Quarkus observability as a practical reference

At some point, every project claims “we have monitoring” and what it really means is:

one dashboard nobody trusts,
logs without context,
traces that exist only in slides.

So I built a proper reference implementation in quarkus-observability.

The goal was simple: have one repo I can copy from for future projects, and finally understand the full path from request to trace to logs to metrics without hand-wavy gaps.

What happened over that session

The commit timeline is basically the diary:

2026-02-14 13:43 | Initial commit
2026-02-14 14:00 | initial CoffeeShop setup
2026-02-14 15:40-16:20 | multiple amend/rebase/reset iterations
2026-02-14 17:29 | dashboard and UX polish pass

Based on the reflog, the visible implementation sprint happened on Saturday, February 14, 2026, from early afternoon into early evening, with several rewrite passes in between. I still would not pin this to an exact duration, because the thinking and reading part was the bigger chunk anyway. It ended somewhere between “just one more panel” and “why are there 12 tabs open in Grafana?“.

What I actually built

The stack is local-first with Docker Compose and includes:

Quarkus app (app)
OTel Collector with tail sampling
Tempo for traces
Prometheus for metrics
Loki + Promtail for logs
Grafana as central UI
Redpanda/Kafka + MariaDB for the business flow (CoffeeShop order lifecycle)

Grafana technical overview

The hardest part was not writing the YAML or Java code. It was reading the documentation of each component carefully enough to wire everything together correctly: Quarkus, OTel Collector, Tempo, Prometheus, Loki, Promtail and Grafana all have slightly different expectations.

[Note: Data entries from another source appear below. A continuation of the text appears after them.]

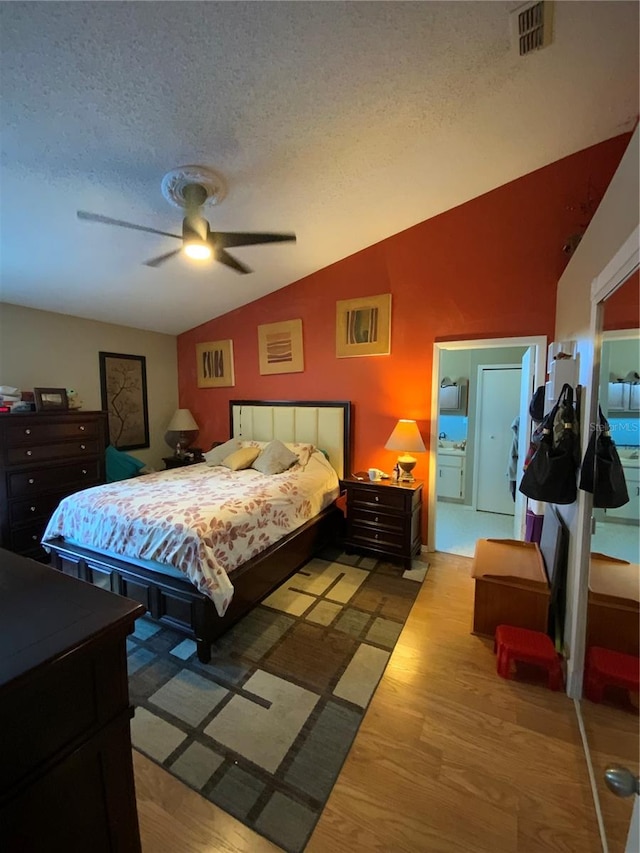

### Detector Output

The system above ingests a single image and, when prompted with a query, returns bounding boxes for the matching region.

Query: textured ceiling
[0,0,639,334]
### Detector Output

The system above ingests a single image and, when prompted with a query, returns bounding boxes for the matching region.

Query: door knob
[604,764,640,797]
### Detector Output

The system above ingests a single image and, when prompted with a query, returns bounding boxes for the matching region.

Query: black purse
[580,406,629,509]
[518,383,580,504]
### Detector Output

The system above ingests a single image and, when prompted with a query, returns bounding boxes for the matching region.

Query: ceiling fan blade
[144,248,182,267]
[215,247,253,273]
[211,231,296,249]
[78,210,182,240]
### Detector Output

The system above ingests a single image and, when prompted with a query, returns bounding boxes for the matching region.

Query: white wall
[555,126,640,685]
[0,302,178,469]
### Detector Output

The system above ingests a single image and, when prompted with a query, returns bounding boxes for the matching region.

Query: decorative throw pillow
[251,438,298,474]
[202,438,240,468]
[240,439,316,468]
[222,447,260,471]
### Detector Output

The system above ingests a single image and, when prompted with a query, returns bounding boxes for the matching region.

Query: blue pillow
[104,444,146,483]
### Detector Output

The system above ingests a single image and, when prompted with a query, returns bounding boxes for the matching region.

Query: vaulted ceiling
[0,0,639,334]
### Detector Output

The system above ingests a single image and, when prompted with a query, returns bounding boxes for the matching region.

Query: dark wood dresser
[0,411,107,559]
[342,477,422,568]
[0,550,144,853]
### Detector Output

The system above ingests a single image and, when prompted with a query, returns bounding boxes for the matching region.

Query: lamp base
[398,456,417,483]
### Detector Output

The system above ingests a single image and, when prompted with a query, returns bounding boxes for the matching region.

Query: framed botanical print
[336,293,391,358]
[258,320,304,374]
[196,341,235,388]
[99,352,149,450]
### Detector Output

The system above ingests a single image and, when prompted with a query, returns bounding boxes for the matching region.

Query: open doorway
[428,336,547,556]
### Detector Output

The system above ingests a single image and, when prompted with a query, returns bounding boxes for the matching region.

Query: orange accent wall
[178,134,631,532]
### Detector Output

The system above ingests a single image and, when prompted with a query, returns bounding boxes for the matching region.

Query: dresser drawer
[9,491,75,524]
[8,458,103,498]
[11,518,49,554]
[7,439,100,465]
[6,418,102,447]
[349,485,407,510]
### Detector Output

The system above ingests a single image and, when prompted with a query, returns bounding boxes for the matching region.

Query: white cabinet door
[605,467,640,521]
[436,456,464,498]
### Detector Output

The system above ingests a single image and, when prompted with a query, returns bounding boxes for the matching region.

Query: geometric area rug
[127,549,427,853]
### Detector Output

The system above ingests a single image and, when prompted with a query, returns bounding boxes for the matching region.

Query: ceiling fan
[78,166,296,273]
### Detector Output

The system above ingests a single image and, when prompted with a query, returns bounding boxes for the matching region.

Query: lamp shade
[385,419,427,453]
[164,409,200,456]
[167,409,200,432]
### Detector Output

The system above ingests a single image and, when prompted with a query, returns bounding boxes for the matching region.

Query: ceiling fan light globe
[184,240,211,261]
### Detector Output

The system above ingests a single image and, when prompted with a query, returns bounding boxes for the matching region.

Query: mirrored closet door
[581,269,640,853]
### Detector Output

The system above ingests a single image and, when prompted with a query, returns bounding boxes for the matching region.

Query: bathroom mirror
[581,269,640,853]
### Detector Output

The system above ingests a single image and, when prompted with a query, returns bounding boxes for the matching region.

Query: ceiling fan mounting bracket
[162,166,227,208]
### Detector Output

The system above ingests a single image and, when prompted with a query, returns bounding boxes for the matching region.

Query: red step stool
[493,625,563,690]
[584,646,640,702]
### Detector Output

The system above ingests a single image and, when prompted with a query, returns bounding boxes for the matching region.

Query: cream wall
[0,303,178,469]
[555,126,640,691]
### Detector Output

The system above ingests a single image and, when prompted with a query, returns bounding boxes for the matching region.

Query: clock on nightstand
[342,477,423,569]
[162,447,204,470]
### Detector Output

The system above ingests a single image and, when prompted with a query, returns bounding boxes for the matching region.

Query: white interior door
[513,347,536,540]
[474,364,522,515]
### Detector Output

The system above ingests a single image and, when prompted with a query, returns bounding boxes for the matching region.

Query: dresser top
[0,549,145,688]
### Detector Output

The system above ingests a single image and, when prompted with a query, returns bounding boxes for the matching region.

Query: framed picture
[99,352,149,450]
[33,388,69,412]
[336,293,391,358]
[196,341,235,388]
[258,320,304,374]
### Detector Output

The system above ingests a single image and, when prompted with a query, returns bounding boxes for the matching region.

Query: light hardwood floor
[134,553,601,853]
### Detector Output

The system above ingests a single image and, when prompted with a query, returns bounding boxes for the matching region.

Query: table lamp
[164,409,200,456]
[385,419,427,482]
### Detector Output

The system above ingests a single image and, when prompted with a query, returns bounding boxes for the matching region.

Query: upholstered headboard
[229,400,351,478]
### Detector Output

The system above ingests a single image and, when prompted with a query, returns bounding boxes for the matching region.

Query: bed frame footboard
[43,505,343,663]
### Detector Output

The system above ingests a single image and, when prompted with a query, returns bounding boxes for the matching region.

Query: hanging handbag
[580,406,629,509]
[518,383,580,504]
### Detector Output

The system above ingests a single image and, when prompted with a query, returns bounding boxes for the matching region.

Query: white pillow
[240,439,316,468]
[202,438,240,468]
[222,447,260,471]
[247,438,298,474]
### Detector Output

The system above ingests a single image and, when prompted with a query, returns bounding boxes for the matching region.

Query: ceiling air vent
[511,0,551,56]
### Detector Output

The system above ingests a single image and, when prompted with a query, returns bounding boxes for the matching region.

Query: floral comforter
[43,451,339,616]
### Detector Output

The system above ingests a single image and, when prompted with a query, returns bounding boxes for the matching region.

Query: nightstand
[342,477,423,569]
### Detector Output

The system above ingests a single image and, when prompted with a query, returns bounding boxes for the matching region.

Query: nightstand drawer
[347,507,404,535]
[349,524,406,554]
[349,485,407,510]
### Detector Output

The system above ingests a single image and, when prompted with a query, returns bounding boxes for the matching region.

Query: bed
[586,553,640,657]
[42,400,351,663]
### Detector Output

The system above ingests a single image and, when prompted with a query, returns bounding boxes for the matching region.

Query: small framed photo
[258,320,304,375]
[336,293,391,358]
[33,388,69,412]
[196,341,235,388]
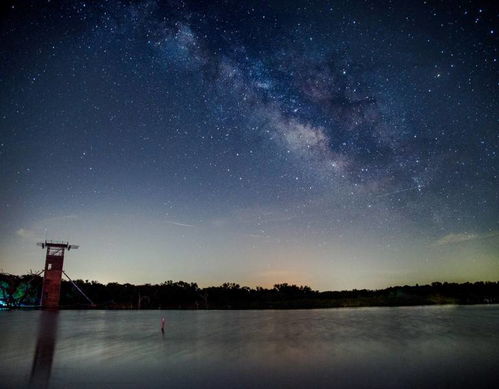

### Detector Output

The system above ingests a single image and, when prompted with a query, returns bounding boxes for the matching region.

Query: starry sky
[0,0,499,290]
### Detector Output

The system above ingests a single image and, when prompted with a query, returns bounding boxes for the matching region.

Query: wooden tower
[38,240,78,309]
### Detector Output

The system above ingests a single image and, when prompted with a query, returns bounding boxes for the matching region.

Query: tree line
[0,273,499,309]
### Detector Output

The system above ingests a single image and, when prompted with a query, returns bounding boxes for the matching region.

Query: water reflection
[29,311,59,388]
[0,306,499,389]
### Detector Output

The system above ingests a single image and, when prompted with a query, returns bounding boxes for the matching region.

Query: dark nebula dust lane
[0,1,499,289]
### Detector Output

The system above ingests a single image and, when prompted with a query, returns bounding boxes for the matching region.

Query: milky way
[0,1,499,288]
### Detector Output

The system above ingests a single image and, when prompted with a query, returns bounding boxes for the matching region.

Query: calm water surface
[0,306,499,388]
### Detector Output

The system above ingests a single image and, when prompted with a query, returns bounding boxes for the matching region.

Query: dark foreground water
[0,306,499,388]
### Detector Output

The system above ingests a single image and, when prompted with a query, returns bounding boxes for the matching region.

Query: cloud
[432,231,499,247]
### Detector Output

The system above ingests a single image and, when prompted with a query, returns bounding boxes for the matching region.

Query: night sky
[0,1,499,290]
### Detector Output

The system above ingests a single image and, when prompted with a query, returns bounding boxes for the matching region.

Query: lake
[0,305,499,388]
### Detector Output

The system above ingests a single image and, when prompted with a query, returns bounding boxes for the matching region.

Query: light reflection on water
[0,306,499,388]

The part that made it click for me

The real win was making correlation explicit instead of accidental:

Requests create spans in Quarkus.
Spans go via OTLP HTTP to the collector.
Collector keeps important traces (errors, slow requests, business endpoints) and down-samples the rest.
Logs include trace_id and span_id.
In Grafana, I can jump from trace to logs and back without guessing.

That sampling setup looked roughly like this:

- keep-errors
- keep-slow-traces (>= 1000ms)
- keep-business-order-lifecycle (/coffeeshop/orders...)
- sample-technical-q-endpoints (5%)
- sample-fast-normal-traces (10%)

And this log format turned out to be non-negotiable:

quarkus.log.console.format=... trace_id=%X{traceId} span_id=%X{spanId} ...

Without those fields, “observability” quickly becomes archaeology.

Why this became my reference repo

I wanted something practical I can copy into future services, not another “hello telemetry” demo. So this repo now includes:

outbox-based event publishing (DB + Kafka flow)
runbook-style docs and config reference
working dashboards for technical and management views
a small load script (./scripts/load-coffeeshop.sh) to generate realistic traces quickly

The load script was especially useful because it repeatedly creates and picks up orders, which made it easy to validate end-to-end behavior under repeated flows.

One screenshot that sums it up

This is the point where it felt “real”: opening a trace in Grafana and correlating it with logs.

Grafana traces explore

If it’s not observable end-to-end, it doesn’t exist yet.

What I would copy first into other projects

If I had to pick only three things:

trace/log correlation (trace_id, span_id in logs)
head + tail sampling strategy (not only one side)
a runnable local stack that new teammates can start with one command

Everything else is optimization.

And yes, this started as “just a quick setup”.